Perché il presidente del consiglio ha imposto il segreto sui verbali delle sedute del Comitato tecnico/scientifico nel periodo della quarantena? E perché questa segretezza è stata condivisa anche dal capo della Protezione Civile Angelo Borrelli?
Si tenga conto che proprio in base a questi verbali il Lider Minimo ha adottato tutti i famosi dpcm con cui ha ridotto al lumicino le libertà fondamentali dei cittadini per garantire la tutela della salute pubblica. E le conseguenze sono sotto gli occhi di tutti.
Quando la domanda fu rivolta ai rappresentanti dell’esecutivo la laconica risposta fu: si tratta di dati sensibili.
La cosa apparve piuttosto strana, specialmente quando il capo della Protezione civile, Angelo Borrelli, durante le sue famose conferenze stampa, quelle dove venivano elencati i numeri dei morti e dei contagiati, aveva più volte eluso la richiesta affermando candidamente che non gli era possibile rendere pubblici i verbali. Tuttavia Borrelli promise che, a emergenza finita, tali atti sarebbero stati resi pubblici. Si tenga conto che neppure tutti gli esponenti del Governo erano al corrente di quanto si diceva nel corso di quelle sedute, tanto che il viceministro della Salute Pierpaolo Sileri, nel corso di un’intervista del maggio scorso, aveva dichiarato stizzito: «Li tengono nascosti anche a me!»
Successivamente tre avvocati, Rocco Mauro Todero, Vincenzo Palumbo e Andrea Pruiti Ciarello, di fronte all’ennesimo rifiuto, hanno voluto vederci chiaro ed hanno fatto ricorso al TAR sostenendo che quegli atti non potevano essere considerati atti sensibili e dovevano essere immediatamente desecretati.
Il Tribunale amministrativo si è espresso lo scorso 22 luglio. Mariangela Caminiti, Ines Simona Immacolata Pisano e Lucia Gizzi, giudici della sezione prima quater del TAR del Lazio, hanno quindi imposto al Governo di rendere pubblici i verbali “incriminati” entro trenta giorni dal pronunciamento.
In sintesi quei verbali avrebbero dovuto essere a disposizione di tutti, e i tre magistrati hanno così giustificato la loro sentenza: «L’Amministrazione ha opposto all’ostensione dei richiamati verbali solo motivi “formali” attinenti alla qualificazione degli stessi come “atti amministrativi generali”, ma non ha opposto ragioni sostanziali attinenti ad esigenze oggettive di segretezza o comunque di riservatezza degli stessi al fine di tutelare differenti e prevalenti interessi pubblici o privati tali da poter ritenere recessivo l’interesse alla trasparenza rispetto a quello della riservatezza».

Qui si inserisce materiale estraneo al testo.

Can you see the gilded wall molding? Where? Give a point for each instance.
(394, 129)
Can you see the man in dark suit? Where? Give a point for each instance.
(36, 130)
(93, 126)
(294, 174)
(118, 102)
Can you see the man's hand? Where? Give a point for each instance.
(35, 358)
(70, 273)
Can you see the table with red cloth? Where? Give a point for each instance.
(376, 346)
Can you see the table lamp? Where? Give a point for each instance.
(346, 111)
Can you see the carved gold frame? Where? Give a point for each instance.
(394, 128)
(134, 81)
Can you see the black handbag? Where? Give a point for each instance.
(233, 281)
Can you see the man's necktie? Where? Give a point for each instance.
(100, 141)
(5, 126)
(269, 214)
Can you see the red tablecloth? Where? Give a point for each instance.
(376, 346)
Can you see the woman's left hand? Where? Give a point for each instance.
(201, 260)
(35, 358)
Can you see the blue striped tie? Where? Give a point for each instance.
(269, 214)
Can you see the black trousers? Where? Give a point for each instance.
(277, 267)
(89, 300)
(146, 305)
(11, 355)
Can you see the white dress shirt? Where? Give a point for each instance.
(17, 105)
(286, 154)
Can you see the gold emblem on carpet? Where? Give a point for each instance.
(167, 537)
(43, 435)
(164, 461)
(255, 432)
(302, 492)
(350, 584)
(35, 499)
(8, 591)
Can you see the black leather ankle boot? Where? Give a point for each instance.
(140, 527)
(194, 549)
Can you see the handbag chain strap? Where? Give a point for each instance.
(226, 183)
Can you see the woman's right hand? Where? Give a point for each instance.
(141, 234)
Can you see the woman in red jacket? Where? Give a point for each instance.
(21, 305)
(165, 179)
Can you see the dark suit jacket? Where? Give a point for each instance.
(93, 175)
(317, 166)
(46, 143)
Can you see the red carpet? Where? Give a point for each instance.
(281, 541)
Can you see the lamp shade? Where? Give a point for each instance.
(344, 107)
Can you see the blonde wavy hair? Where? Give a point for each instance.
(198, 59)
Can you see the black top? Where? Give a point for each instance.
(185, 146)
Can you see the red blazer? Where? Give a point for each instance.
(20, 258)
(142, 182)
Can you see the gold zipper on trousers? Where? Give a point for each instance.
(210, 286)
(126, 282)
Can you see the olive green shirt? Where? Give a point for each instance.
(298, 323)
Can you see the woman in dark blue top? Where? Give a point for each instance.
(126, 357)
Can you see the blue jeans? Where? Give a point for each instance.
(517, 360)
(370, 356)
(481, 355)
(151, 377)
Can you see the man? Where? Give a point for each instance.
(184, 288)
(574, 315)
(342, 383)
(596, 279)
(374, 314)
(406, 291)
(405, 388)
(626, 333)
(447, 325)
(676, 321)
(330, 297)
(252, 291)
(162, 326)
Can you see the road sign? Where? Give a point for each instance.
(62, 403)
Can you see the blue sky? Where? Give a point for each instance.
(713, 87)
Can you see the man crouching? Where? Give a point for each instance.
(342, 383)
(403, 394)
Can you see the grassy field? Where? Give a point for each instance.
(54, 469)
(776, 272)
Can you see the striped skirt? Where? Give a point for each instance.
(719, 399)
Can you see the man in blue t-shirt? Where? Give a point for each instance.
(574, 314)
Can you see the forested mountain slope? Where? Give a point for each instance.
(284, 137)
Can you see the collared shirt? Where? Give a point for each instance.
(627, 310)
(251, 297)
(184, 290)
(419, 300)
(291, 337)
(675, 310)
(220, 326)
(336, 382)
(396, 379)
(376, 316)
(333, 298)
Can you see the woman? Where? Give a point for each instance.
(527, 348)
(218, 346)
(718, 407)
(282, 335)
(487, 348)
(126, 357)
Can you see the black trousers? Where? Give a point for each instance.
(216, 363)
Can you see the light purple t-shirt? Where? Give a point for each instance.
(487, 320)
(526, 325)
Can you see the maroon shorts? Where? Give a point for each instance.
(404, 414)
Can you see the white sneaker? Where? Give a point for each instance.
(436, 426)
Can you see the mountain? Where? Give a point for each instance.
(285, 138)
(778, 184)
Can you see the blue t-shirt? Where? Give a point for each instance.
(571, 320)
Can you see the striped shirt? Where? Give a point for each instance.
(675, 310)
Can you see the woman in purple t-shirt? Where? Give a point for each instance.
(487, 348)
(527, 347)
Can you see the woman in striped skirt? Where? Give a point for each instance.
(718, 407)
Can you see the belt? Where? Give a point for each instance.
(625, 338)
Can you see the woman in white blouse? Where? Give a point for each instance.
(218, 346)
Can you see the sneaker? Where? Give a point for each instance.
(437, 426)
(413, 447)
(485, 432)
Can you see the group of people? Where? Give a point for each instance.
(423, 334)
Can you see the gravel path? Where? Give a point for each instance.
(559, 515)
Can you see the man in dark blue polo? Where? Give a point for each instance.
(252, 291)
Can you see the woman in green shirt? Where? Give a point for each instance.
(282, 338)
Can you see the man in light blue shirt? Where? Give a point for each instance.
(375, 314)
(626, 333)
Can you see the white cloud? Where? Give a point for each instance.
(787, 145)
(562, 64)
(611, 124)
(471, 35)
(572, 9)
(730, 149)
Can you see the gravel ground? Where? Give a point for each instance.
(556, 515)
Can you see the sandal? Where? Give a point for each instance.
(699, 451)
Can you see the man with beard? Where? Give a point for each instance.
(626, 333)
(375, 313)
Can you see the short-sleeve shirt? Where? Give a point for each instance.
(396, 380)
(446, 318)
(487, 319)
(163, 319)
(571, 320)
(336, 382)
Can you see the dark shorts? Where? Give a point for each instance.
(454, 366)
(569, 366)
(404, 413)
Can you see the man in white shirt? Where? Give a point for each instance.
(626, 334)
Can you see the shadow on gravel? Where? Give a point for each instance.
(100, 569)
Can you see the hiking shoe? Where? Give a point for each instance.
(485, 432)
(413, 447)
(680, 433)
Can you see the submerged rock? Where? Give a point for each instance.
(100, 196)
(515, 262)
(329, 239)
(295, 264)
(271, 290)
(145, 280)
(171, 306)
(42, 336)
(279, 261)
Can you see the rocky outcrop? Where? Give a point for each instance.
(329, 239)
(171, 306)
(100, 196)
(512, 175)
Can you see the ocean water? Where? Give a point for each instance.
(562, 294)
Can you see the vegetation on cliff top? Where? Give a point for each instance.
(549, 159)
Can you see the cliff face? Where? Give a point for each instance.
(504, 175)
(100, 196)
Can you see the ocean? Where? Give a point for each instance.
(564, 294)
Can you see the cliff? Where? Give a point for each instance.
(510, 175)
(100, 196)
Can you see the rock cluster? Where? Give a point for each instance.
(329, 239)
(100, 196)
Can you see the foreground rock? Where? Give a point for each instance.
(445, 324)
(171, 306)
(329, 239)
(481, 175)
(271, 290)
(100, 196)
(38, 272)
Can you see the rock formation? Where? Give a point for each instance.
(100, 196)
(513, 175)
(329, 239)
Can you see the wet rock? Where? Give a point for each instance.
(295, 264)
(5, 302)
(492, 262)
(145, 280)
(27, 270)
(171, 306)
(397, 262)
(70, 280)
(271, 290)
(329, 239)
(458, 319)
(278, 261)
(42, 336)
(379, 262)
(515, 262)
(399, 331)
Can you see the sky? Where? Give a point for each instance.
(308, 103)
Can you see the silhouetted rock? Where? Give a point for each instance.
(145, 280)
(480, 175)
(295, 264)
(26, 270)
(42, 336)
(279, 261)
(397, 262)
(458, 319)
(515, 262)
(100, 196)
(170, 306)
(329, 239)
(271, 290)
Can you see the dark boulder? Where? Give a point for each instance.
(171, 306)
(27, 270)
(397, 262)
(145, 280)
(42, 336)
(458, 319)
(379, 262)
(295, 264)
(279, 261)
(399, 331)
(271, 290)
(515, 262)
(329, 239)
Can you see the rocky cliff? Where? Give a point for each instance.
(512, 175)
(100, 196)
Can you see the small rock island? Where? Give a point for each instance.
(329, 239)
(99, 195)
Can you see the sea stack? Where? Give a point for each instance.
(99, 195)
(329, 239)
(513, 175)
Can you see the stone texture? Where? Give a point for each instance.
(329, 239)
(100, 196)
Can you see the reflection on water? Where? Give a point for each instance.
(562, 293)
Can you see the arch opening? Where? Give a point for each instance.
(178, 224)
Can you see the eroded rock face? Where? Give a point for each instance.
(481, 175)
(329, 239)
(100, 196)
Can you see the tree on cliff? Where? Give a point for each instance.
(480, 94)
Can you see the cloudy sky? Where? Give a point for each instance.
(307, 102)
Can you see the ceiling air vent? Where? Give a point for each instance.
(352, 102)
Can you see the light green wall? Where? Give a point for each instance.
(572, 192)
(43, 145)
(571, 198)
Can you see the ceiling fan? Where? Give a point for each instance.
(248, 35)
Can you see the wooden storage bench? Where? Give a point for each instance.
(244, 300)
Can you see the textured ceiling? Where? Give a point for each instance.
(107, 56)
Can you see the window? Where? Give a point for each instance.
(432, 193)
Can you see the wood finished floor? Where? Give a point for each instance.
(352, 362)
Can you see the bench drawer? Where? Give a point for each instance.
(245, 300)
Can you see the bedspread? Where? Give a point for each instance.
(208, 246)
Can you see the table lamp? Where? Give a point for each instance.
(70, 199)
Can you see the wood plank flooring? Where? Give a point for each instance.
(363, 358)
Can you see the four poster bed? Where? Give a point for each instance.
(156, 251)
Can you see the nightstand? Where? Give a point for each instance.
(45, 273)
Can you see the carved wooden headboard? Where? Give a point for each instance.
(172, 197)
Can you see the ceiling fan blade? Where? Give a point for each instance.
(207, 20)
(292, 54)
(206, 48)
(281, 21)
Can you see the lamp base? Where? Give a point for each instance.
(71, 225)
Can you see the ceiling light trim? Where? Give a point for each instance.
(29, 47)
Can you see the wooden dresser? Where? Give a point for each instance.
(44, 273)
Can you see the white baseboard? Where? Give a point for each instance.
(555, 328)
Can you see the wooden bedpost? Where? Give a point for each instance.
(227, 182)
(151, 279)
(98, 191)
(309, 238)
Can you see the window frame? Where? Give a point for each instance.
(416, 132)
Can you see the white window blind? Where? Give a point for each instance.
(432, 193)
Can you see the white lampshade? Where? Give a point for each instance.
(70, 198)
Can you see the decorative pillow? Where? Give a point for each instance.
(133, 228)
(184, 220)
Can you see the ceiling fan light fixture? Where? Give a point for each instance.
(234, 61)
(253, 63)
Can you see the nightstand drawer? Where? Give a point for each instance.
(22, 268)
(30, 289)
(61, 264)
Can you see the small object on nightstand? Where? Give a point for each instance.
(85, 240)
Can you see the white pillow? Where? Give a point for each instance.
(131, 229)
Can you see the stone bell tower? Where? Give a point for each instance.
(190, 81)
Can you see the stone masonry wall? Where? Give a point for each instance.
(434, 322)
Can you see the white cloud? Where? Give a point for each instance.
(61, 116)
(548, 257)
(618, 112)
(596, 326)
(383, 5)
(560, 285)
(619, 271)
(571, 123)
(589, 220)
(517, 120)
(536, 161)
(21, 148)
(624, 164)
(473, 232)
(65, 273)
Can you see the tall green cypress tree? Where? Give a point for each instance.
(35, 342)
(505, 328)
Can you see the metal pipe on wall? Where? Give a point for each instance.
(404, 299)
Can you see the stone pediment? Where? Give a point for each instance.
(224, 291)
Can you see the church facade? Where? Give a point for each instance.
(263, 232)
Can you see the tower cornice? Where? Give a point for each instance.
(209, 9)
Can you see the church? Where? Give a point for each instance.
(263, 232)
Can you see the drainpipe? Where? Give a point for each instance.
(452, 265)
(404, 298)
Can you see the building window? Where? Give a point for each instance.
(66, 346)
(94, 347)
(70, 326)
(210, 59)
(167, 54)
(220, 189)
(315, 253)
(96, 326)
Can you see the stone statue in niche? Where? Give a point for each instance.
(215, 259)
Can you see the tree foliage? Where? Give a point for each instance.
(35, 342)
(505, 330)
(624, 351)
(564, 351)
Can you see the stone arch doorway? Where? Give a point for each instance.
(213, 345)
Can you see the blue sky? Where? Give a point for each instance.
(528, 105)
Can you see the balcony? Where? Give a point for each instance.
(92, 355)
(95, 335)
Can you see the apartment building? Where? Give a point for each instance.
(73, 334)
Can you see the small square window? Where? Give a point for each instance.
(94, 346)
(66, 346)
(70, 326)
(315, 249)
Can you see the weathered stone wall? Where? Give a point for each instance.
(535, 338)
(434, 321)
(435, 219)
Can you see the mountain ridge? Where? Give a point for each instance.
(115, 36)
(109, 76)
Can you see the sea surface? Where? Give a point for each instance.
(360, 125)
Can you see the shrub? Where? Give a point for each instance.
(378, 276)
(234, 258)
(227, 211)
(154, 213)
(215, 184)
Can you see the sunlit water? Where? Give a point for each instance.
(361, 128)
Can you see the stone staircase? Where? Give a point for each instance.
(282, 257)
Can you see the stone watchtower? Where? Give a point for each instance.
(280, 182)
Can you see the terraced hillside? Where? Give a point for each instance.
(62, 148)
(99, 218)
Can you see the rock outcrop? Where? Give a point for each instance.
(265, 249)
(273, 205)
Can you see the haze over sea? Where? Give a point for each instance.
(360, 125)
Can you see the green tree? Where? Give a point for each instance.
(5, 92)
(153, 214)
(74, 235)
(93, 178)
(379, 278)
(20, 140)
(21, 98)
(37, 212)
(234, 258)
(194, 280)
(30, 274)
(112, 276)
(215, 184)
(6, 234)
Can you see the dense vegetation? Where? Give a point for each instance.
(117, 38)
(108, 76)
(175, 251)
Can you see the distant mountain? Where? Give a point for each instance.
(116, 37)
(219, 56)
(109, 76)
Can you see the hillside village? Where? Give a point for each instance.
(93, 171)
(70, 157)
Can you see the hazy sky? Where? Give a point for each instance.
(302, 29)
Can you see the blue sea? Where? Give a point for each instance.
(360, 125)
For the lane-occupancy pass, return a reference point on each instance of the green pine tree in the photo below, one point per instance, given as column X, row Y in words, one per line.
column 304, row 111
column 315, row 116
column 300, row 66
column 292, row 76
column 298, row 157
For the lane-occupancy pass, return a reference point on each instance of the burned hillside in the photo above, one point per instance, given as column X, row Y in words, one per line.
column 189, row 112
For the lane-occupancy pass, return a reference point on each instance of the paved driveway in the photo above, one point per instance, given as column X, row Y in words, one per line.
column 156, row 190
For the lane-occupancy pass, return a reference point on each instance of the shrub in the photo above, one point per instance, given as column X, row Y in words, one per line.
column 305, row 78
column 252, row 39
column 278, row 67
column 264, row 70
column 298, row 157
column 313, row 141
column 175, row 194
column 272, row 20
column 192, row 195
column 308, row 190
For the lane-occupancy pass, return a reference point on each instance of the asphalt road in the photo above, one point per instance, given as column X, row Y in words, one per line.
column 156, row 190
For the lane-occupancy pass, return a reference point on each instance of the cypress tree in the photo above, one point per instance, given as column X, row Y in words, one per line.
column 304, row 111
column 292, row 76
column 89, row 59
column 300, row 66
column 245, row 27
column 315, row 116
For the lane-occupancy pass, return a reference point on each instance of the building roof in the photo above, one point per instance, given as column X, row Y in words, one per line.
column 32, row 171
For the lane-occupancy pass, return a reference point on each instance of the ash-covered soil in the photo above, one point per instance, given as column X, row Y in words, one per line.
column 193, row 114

Non solo. Secondo il Tar, non aveva nemmeno senso la spiegazione di Borrelli per cui sarebbe stato opportuno rendere pubblici i verbali una volta terminata l’emergenza. Una motivazione che viene considerata «illogica» e «contraddittoria». Infine, il collegio giudicante spiega che «deve essere consentito l’accesso ad atti, come i verbali in esame, che indicando i presupposti fattuali per l’adozione dei descritti DPCM, si connotano per un particolare impatto sociale, sui territori e sulla collettività».
In altre parole: la situazione era talmente grave che i cittadini avevano il pieno diritto di sapere per quale motivo, e in base a quali “segreti” le loro libertà fondamentali venivano compresse se non addirittura negate.